Two friends sat on a bench and the first lady complained bitterly about her man not treating her right. She said her boyfriend didn’t send her morning messages and he hardly checked on her with calls and all… she went on and said after their first sex, his love had withered. Their relationship was already a year old!
The other friend replied her; my dear I’m very sorry for your misfortune – mine calls me all the time, he pays for my hair do and takes me out every weekend- maybe you should ask your boyfriend if he still loves you? Do you think he might be seeing someone else?
I really can’t a place a finger on what exactly is wrong with our ladies. We sit down to gossip about our partners; what they do right/wrong. Do we really have nothing to do, or are we just itchy to speak of our relationships? Is there a problem with giving your man a call if he doesn’t reach out to you? Is there a problem with taking him out if that is what you love to do? How accurate are your facts about his arrant behaviour before you ridicule the one you profess that you love so much publicly?
Don’t get things twisted, this is not a story; people always get carried away with the wrong things and we go out speaking about our issues like we are the ones facing them. I don’t have a problem with talking to a friend but you need to get your head examined if you think your man will act like your friend’s bf! Was there something wrong in the first lady discussing her issues with the man himself? Was the other friend’s man not cheating on her?
Relationships and its issues are not something we can avoid. These are dramas we encounter on daily basis; from strangers to friends to colleagues to our family members. My friend says “New wife dey sweet”, how tact! When a relationship begins its easy for us to be carried away, overlook issues and feel like we have been “swept off our feet” but when issues begin, we complain like babies who have no buggies walking round the street crying to be carried again- no relationship is perfect.
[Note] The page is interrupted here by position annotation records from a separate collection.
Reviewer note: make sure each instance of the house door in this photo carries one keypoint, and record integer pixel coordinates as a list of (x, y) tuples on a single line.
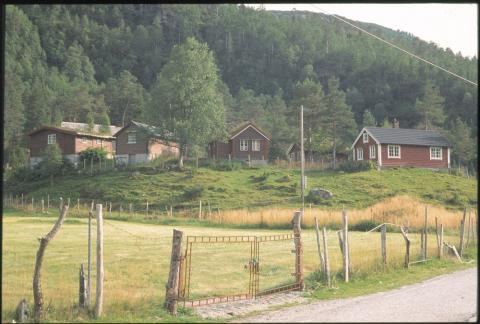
[(131, 159)]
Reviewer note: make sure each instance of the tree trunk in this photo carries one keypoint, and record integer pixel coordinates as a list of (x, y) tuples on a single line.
[(37, 287)]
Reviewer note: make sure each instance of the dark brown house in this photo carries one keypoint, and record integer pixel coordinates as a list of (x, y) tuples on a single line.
[(72, 138), (245, 142), (137, 142), (400, 147)]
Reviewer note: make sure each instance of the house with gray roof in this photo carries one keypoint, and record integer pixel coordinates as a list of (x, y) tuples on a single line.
[(401, 147), (137, 142)]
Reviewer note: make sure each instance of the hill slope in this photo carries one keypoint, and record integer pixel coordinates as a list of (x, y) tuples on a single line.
[(253, 188)]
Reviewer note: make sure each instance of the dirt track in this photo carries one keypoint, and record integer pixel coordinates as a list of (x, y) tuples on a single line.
[(447, 298)]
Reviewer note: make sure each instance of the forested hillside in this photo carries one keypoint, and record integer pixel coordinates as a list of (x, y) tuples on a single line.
[(108, 64)]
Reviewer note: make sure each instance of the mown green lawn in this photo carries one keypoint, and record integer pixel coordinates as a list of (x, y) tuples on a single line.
[(137, 259), (254, 188)]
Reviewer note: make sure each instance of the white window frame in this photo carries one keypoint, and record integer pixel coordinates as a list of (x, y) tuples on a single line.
[(243, 145), (371, 152), (394, 156), (432, 157), (51, 138), (256, 145), (359, 153), (365, 137), (131, 140)]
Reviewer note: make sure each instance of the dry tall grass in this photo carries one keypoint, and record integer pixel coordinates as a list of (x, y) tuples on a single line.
[(403, 210)]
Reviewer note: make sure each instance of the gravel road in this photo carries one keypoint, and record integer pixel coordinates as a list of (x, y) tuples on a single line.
[(447, 298)]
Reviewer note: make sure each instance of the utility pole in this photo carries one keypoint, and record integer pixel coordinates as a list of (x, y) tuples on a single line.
[(302, 155)]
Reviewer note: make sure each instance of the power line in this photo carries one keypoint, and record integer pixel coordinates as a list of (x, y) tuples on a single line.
[(395, 46)]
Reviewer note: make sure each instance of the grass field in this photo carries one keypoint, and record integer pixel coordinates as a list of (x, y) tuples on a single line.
[(137, 260), (253, 188)]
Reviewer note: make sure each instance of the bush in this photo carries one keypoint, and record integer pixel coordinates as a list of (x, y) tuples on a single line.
[(193, 192), (357, 166), (94, 153)]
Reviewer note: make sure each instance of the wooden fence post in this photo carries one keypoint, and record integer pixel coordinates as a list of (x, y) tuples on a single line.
[(37, 286), (426, 234), (320, 256), (437, 235), (462, 231), (327, 264), (468, 227), (346, 257), (383, 235), (298, 249), (89, 260), (82, 292), (407, 247), (422, 245), (441, 241), (99, 295), (171, 295)]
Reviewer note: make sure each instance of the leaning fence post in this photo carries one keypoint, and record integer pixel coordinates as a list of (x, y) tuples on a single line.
[(298, 250), (441, 241), (171, 295), (426, 234), (99, 295), (200, 210), (462, 231), (82, 293), (346, 257), (383, 235), (407, 247), (468, 227), (325, 250), (37, 286), (320, 256)]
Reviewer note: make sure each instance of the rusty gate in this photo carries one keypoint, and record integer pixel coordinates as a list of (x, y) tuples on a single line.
[(252, 290)]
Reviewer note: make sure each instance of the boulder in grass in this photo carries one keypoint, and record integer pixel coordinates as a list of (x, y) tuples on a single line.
[(320, 193)]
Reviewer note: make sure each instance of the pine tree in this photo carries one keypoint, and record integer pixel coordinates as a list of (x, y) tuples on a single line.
[(431, 108), (368, 119), (186, 97)]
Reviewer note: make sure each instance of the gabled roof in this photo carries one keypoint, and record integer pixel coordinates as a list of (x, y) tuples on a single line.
[(71, 131), (82, 127), (152, 131), (243, 126), (405, 136)]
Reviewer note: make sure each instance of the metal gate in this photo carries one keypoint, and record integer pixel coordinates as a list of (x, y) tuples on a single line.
[(253, 266)]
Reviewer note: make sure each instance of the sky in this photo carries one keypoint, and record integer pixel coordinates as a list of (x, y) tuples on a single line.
[(448, 25)]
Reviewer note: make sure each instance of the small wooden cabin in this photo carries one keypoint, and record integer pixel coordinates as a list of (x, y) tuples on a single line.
[(137, 142), (401, 147), (245, 142)]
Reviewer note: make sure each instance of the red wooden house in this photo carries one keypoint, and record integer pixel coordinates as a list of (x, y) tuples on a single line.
[(401, 147), (72, 138), (245, 142)]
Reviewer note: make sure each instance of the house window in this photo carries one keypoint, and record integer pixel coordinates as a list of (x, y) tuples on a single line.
[(255, 145), (359, 154), (394, 151), (132, 138), (372, 151), (52, 138), (435, 153), (243, 145), (365, 137)]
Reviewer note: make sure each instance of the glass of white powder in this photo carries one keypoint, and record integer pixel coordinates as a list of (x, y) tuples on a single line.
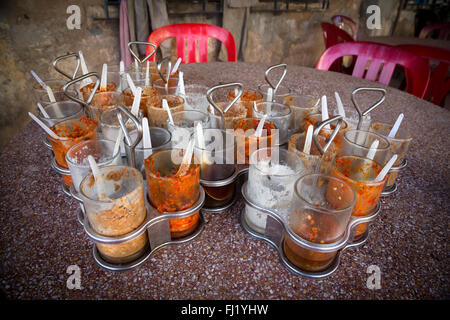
[(271, 179)]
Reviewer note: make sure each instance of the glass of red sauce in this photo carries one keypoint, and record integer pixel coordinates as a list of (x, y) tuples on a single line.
[(169, 192), (319, 214), (71, 132), (247, 142), (360, 174), (248, 97)]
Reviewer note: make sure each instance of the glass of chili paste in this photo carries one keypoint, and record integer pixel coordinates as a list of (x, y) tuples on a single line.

There is no need telling a “third party” or anyone else for that matter what goes wrong. A relationship can only consist of two individuals who are ready to be together irrespective of their differences. You either get out if you are not happy or solve issues together.
You add value to yourself when you make relationship decisions with God, you and your partner.
Keep this to heart:
v To him that you tell your secret you resign your liberty.
v What is told into the ear of a man is often heard a hundred miles away.
v A secret between two is God’s secret, between three is all men.
v If you would keep your secret from an enemy, tell it not to a friend.
Your business is your business. Their business is their business. Don’t mistake your business with theirs and theirs with yours.